Agreement containing arbitration clause is ‘unconscionable’: Manitoba Court of King’s Bench

The claim may be brought through a class action instead of proceeding to arbitration

Agreement containing arbitration clause is ‘unconscionable’: Manitoba Court of King’s Bench

The Manitoba Court of King’s Bench has refused to stay an action in favour of arbitration, finding that the agreement containing the arbitration clause is “unconscionable.”

At the center of the dispute in Pokornik v SkipTheDishes Restaurant Services Inc, 2024 MBCA 3, is a technology company based in Winnipeg, SkipTheDishes Restaurant Services Inc. The company has operations in more than 100 cities across Canada. It provides a platform connecting vendors, couriers and consumers for online ordering and delivering food and beverages. Through the Skip platform, food and beverage orders are delivered by individuals who contract to drive as couriers.

Each courier must sign a courier agreement to access and provide services through the platform. The plaintiff, Charleen Pokornik, signed the courier agreement in 2014 when she started working for Skip. The agreement did not contain a requirement for arbitration or class action waiver.

In 2018, Skip amended the 2014 agreement to include mandatory arbitration for all disputes and to exclude class actions. The plaintiff contested the application of the 2018 agreement, but Skip advised her that she could not continue to work unless she accepted the 2018 agreement.

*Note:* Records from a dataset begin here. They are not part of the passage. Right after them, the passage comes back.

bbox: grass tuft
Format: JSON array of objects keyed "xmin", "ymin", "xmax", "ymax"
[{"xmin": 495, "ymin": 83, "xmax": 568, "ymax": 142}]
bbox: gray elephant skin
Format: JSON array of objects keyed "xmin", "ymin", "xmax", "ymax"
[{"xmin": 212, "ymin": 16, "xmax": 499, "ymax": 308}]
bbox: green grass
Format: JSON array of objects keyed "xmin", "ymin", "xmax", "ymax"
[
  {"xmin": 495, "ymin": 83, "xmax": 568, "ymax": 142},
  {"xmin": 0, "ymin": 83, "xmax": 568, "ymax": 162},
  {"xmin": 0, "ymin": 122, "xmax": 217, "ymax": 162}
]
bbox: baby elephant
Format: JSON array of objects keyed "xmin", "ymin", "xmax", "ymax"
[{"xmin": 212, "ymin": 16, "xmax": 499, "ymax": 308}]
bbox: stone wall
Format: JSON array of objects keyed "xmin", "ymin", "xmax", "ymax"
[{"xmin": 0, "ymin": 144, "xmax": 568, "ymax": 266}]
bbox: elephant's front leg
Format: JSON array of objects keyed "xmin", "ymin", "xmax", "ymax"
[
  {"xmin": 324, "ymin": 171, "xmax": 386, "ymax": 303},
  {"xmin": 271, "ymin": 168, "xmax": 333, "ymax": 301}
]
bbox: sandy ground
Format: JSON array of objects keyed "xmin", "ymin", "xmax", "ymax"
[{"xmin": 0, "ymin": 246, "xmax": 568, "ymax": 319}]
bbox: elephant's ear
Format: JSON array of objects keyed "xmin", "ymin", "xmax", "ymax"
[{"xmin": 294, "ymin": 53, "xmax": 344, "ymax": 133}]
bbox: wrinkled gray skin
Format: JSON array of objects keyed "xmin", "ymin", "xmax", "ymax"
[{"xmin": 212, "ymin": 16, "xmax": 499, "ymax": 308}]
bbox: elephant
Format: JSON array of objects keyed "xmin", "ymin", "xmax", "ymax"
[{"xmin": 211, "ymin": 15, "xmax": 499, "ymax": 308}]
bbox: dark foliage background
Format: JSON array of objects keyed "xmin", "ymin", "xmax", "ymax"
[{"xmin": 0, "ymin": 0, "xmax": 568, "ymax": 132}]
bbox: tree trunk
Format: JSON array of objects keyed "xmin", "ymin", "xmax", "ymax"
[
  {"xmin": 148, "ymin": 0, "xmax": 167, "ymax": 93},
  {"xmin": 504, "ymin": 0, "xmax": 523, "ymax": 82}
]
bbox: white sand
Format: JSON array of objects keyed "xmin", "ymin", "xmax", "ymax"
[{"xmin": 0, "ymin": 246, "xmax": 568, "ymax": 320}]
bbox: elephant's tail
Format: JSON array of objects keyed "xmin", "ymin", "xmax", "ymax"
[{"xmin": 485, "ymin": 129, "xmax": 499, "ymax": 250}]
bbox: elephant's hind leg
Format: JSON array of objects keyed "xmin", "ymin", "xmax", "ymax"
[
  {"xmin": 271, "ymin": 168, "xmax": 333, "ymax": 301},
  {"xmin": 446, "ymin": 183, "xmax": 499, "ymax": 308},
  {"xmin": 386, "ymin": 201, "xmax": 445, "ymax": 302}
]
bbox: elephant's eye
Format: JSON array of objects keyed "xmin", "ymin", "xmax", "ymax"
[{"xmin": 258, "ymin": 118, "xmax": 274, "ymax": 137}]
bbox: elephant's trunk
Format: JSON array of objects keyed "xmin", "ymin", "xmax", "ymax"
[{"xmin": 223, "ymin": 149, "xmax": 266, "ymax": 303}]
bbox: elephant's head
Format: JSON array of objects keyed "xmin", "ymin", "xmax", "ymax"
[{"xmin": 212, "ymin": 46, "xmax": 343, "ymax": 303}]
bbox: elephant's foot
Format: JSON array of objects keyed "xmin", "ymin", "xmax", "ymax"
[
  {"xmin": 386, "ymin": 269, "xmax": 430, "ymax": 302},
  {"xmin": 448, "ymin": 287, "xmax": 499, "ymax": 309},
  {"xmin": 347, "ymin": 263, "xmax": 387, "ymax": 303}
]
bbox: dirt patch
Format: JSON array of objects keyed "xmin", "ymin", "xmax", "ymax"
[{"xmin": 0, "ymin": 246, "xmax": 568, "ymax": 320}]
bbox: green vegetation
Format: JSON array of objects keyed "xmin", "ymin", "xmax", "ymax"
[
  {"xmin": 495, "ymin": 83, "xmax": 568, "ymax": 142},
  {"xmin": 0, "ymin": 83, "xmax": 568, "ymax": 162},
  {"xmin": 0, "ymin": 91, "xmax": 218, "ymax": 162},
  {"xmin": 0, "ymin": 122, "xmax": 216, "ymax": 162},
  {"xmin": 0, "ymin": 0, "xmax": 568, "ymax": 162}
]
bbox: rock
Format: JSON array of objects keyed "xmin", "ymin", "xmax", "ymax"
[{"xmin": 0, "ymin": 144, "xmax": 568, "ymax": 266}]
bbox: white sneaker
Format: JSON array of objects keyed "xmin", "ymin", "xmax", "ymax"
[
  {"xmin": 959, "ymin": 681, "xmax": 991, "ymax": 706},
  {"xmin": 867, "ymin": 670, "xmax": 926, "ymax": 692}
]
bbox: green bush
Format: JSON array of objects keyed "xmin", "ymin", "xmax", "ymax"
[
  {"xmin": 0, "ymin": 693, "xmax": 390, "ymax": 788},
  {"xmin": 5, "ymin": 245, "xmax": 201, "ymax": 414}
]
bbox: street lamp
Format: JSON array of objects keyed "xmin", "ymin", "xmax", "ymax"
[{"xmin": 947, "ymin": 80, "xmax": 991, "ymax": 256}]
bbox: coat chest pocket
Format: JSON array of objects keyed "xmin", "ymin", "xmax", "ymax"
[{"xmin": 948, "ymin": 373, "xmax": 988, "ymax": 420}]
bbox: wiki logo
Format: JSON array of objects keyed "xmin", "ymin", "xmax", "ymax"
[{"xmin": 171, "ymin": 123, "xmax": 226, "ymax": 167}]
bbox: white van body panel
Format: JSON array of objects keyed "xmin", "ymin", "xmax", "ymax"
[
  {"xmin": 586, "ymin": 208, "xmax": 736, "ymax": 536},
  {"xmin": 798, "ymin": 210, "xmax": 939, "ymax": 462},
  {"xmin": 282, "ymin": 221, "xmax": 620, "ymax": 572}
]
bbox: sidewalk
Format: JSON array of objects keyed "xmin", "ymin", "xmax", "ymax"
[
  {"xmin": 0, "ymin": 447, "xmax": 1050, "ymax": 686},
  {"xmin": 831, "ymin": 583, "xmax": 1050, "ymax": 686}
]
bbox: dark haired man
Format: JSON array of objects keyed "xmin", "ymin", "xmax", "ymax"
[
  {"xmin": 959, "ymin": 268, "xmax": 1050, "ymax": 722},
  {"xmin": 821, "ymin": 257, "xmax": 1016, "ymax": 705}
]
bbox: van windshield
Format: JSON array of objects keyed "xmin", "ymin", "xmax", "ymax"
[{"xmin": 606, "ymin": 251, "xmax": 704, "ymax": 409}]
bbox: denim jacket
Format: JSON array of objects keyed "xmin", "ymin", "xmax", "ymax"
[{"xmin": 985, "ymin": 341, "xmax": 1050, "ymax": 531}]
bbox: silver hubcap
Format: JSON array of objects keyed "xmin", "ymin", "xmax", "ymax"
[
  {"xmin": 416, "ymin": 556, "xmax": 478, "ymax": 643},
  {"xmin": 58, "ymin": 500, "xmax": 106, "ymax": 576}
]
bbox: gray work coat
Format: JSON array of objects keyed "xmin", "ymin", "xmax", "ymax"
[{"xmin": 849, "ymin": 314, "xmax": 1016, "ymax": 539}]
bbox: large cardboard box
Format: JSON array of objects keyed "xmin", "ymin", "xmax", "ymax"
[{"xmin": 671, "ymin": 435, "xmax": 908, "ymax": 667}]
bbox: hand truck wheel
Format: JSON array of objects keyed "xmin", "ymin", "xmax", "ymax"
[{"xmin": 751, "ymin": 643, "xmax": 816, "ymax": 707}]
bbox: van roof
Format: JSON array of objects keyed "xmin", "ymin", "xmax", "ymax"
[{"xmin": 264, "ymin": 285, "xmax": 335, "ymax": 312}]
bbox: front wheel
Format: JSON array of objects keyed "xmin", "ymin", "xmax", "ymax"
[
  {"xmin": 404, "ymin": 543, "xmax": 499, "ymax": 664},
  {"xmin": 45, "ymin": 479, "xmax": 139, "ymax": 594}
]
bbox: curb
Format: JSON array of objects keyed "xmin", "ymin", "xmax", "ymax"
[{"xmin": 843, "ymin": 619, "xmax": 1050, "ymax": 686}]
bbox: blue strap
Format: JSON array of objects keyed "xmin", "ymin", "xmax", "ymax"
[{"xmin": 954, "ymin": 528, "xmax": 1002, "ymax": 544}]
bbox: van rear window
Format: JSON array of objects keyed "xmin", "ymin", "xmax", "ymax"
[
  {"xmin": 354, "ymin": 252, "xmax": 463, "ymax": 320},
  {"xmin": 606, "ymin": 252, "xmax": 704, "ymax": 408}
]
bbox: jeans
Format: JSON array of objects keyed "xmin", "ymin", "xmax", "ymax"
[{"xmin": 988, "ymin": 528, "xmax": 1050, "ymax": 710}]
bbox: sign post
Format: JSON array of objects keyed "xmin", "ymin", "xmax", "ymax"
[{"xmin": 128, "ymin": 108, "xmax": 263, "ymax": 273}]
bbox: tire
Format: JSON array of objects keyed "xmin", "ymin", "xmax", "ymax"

The plaintiff asked the court for a declaration that she was an employee of Skip and not an independent contractor, that Skip had breached the terms of applicable employment standards legislation and for damages. She also applied for an order that the claim proceed as a class action.

Skip filed a motion for a stay of the action, arguing that the plaintiff’s claim was subject to an arbitration agreement requiring that disputes be resolved. Skip contended that the court had no jurisdiction and that the action must be stayed in favour of arbitration with the issue of jurisdiction determined by an arbitrator, not a judge.

The motion judge dismissed Skip’s motion for a stay of proceedings in favour of arbitration, finding that the plaintiff’s action did not fall within s. 7(1) of the Arbitration Act. The judge said there was no arbitration agreement in place when the proceeding commenced because the action was brought under the 2014 agreement, which did not contain any arbitration provision.

The judge further found that the 2018 agreement did not apply because the plaintiff never accepted its terms. The judge noted that the plaintiff sent an email to a Help Centre representative employed by Skip saying that she did not agree with the amendments but was going to click “Agree” to continue working for Skip.

Nonetheless, the motion judge said that if he was wrong in his analysis and the 2018 agreement applied, he would have stayed the proceeding because the arbitration clause was unconscionable and unsupported by consideration. The judge noted that there was an inequality of bargaining power because the plaintiff was powerless to negotiate any of the terms of the 2018 agreement.

The judge’s dismissal of Skip’s motion for a stay in favour of arbitration allowed the plaintiff to pursue her claim through a class action in the courts. Skip elevated the matter to the Manitoba Court of King’s Bench, which ultimately found that the motion judge committed an error in his analysis of s. 7(1) of the Arbitration Act.

The Court of King’s Bench found that the plaintiff’s continued use of the Skip platform would constitute consideration to support the 2018 agreement. The plaintiff also received benefits for the 2018 agreement. Accordingly, the court concluded that the motion judge made an error in finding that the 2014 agreement prevailed and denying a stay in favour of arbitration.

Nonetheless, the court noted the motion judge’s finding that the arbitration agreement was invalid because the plaintiff had shown, on a balance of probabilities, that the 2018 agreement was unconscionable. The court said that the finding of unconscionability ultimately barred an appeal under s. 7(6) of the Arbitration Act. Consequently, the court concluded that it had no jurisdiction to hear Skip’s appeal.